The Benefits of Telehealth
To achieve these goals and to promote greater access to health care in rural areas, states must modernize medical licensure regulation and payment models, including these suggestions from HealthITnow.org:
Implement interoperable technologies that can openly exchange patient information;
Reform licensure regulations to allow health care providers to make their expertise available across state boundaries; and
Provide reasonable reimbursement for telehealth services.
While the technology to implement these types of reforms exists, there is no way to promote cross-border licensing. Existing state and federal laws must be changed to more effectively take advantage of technology and more broadly promote the advancement of telehealth.
Health care providers currently are required to obtain multiple state licenses and adhere to multiple sets of rules in order to provide telehealth across state lines. These existing laws frequently serve as a major roadblock to providing patients with high quality health care across state lines. This is especially true for patients being treated in emergency situations or needing highly specialized treatment that is often hard to find.
Interstate Compacts as a Solution
An interstate compact offers one approach to achieving these goals, and in turn improving access to health care through telehealth. Interstate compacts are unique tools reserved for states that encourage multistate cooperation and innovative policy solutions while asserting and preserving state sovereignty.

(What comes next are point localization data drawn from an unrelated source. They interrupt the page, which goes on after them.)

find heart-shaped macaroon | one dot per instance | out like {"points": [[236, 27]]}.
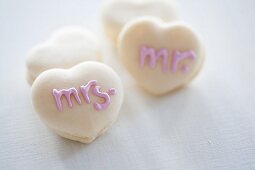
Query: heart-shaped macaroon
{"points": [[65, 48], [79, 103], [116, 13], [160, 56]]}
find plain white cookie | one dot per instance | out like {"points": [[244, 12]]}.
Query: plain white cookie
{"points": [[160, 56], [116, 13], [65, 48], [82, 121]]}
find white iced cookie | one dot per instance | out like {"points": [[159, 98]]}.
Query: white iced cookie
{"points": [[160, 56], [79, 103], [116, 13], [64, 49]]}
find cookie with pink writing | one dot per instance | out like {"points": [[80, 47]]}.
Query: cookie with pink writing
{"points": [[160, 56], [79, 103]]}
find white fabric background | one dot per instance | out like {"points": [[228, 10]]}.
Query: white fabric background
{"points": [[208, 125]]}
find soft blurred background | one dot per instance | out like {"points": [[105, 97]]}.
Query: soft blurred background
{"points": [[207, 125]]}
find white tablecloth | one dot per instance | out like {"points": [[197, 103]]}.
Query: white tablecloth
{"points": [[208, 125]]}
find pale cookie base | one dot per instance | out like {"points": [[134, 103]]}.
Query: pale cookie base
{"points": [[82, 139]]}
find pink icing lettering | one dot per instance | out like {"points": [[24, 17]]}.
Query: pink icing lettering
{"points": [[154, 57], [85, 90], [180, 56], [105, 96], [67, 93], [85, 93]]}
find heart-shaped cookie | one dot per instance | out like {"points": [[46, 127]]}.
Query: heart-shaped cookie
{"points": [[160, 56], [79, 103], [116, 13], [65, 48]]}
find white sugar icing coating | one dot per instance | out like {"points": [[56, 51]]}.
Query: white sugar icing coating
{"points": [[65, 48], [81, 122], [116, 13], [160, 56]]}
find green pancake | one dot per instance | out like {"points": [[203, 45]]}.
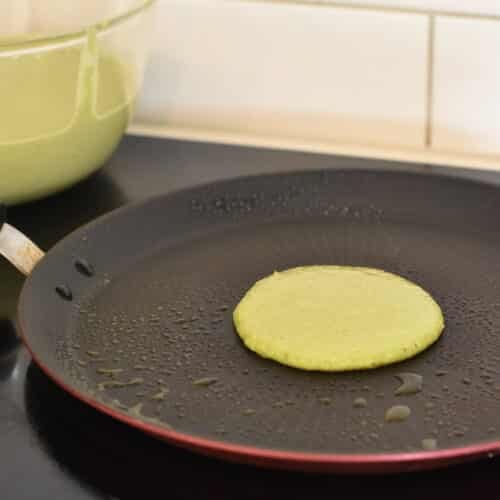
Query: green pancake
{"points": [[335, 318]]}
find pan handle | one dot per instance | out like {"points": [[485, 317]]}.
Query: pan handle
{"points": [[16, 247]]}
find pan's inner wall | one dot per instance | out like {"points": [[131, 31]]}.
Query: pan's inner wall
{"points": [[152, 334]]}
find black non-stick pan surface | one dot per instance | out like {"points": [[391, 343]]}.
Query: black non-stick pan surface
{"points": [[149, 339]]}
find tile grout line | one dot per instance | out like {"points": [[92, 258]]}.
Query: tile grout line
{"points": [[380, 8], [430, 81]]}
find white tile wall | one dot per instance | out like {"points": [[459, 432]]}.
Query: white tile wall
{"points": [[466, 110], [292, 70], [321, 72]]}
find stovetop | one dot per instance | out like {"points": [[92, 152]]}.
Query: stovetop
{"points": [[53, 446]]}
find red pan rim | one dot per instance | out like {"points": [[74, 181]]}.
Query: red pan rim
{"points": [[308, 461]]}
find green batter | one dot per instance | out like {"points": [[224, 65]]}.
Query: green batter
{"points": [[335, 318], [63, 112]]}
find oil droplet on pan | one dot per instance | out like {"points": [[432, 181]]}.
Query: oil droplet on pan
{"points": [[397, 413]]}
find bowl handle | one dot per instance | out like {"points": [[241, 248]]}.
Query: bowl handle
{"points": [[18, 249]]}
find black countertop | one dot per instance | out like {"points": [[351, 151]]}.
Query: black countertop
{"points": [[52, 446]]}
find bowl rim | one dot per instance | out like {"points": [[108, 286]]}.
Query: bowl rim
{"points": [[40, 40]]}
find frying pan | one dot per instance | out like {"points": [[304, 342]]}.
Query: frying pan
{"points": [[132, 314]]}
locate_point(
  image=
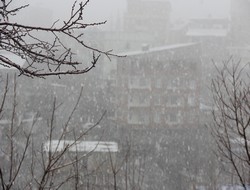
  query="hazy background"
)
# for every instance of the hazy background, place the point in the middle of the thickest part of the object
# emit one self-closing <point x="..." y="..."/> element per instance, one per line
<point x="100" y="10"/>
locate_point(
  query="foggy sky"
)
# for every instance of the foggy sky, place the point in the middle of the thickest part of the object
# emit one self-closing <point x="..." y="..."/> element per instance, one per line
<point x="100" y="10"/>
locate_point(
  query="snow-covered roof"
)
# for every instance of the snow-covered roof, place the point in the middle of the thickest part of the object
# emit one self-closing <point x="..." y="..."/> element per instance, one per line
<point x="80" y="146"/>
<point x="157" y="49"/>
<point x="207" y="32"/>
<point x="12" y="57"/>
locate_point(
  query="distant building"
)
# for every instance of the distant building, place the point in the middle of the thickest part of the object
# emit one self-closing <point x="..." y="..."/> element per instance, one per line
<point x="148" y="17"/>
<point x="159" y="87"/>
<point x="213" y="34"/>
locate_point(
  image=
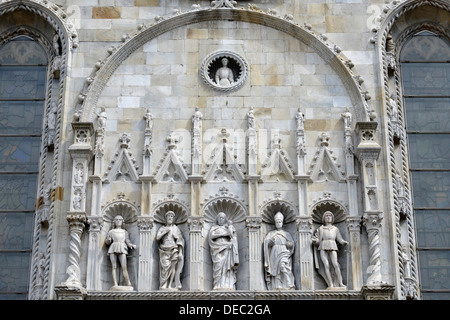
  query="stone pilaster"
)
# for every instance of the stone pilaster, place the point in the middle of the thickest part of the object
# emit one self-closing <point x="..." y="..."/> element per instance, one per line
<point x="145" y="270"/>
<point x="367" y="152"/>
<point x="81" y="153"/>
<point x="76" y="226"/>
<point x="354" y="231"/>
<point x="196" y="253"/>
<point x="256" y="278"/>
<point x="93" y="262"/>
<point x="306" y="258"/>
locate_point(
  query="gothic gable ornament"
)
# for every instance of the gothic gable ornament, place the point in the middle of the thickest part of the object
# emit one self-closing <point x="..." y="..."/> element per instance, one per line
<point x="324" y="166"/>
<point x="224" y="70"/>
<point x="277" y="166"/>
<point x="171" y="168"/>
<point x="223" y="166"/>
<point x="122" y="167"/>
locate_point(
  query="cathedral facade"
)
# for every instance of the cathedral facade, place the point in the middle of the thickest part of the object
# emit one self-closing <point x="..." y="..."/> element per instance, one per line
<point x="156" y="149"/>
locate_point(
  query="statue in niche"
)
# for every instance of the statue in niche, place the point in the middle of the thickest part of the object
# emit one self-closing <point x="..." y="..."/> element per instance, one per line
<point x="224" y="75"/>
<point x="278" y="251"/>
<point x="326" y="237"/>
<point x="223" y="246"/>
<point x="171" y="254"/>
<point x="51" y="123"/>
<point x="119" y="243"/>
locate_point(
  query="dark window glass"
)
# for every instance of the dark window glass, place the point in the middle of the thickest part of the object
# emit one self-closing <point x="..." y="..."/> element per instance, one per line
<point x="425" y="72"/>
<point x="433" y="228"/>
<point x="23" y="68"/>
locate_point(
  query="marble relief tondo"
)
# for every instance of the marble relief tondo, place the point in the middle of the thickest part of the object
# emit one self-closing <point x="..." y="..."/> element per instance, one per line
<point x="224" y="70"/>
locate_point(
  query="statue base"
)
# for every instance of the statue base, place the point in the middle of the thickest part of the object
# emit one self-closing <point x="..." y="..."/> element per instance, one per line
<point x="121" y="288"/>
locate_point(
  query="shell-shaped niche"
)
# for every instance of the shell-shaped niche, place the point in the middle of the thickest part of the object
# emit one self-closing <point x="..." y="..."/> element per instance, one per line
<point x="124" y="209"/>
<point x="181" y="212"/>
<point x="233" y="209"/>
<point x="273" y="207"/>
<point x="321" y="206"/>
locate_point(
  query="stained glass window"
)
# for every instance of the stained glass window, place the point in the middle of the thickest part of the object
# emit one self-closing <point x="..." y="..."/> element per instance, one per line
<point x="23" y="68"/>
<point x="425" y="72"/>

Compacts, which are governed by the tenets of contract law, provide states an enforceable, sustainable and durable tool capable of ensuring permanent change without federal intervention. With more than 215 interstate compacts in existence today and each state belonging to an average of 25 compacts, there is considerable legal and historical precedence for the development and use of the tool.
More importantly, several compacts that deal specifically with licensing issues already exist. Compacts such as the Driver’s License Compact and the Nurse Licensure Compact provide precedence for member states to honor licenses issued in another member state. The Council of State Governments is facilitating the development of an EMS licensing compact. A telehealth compact, if developed, would allow member states to preserve state sovereignty through collective control and self-regulation and stave off potential federal intervention.
Recognizing the scope of the problem and the potential advantages of an interstate telehealth agreement, CSG’s membership adopted a resolution in May 2012 allowing CSG’s compact center to explore an interstate telehealth compact. Staff from the National Center for Interstate Compacts has been working with a wide range of stakeholder groups, including the Federation of State Medical Boards, to explore the idea in more detail.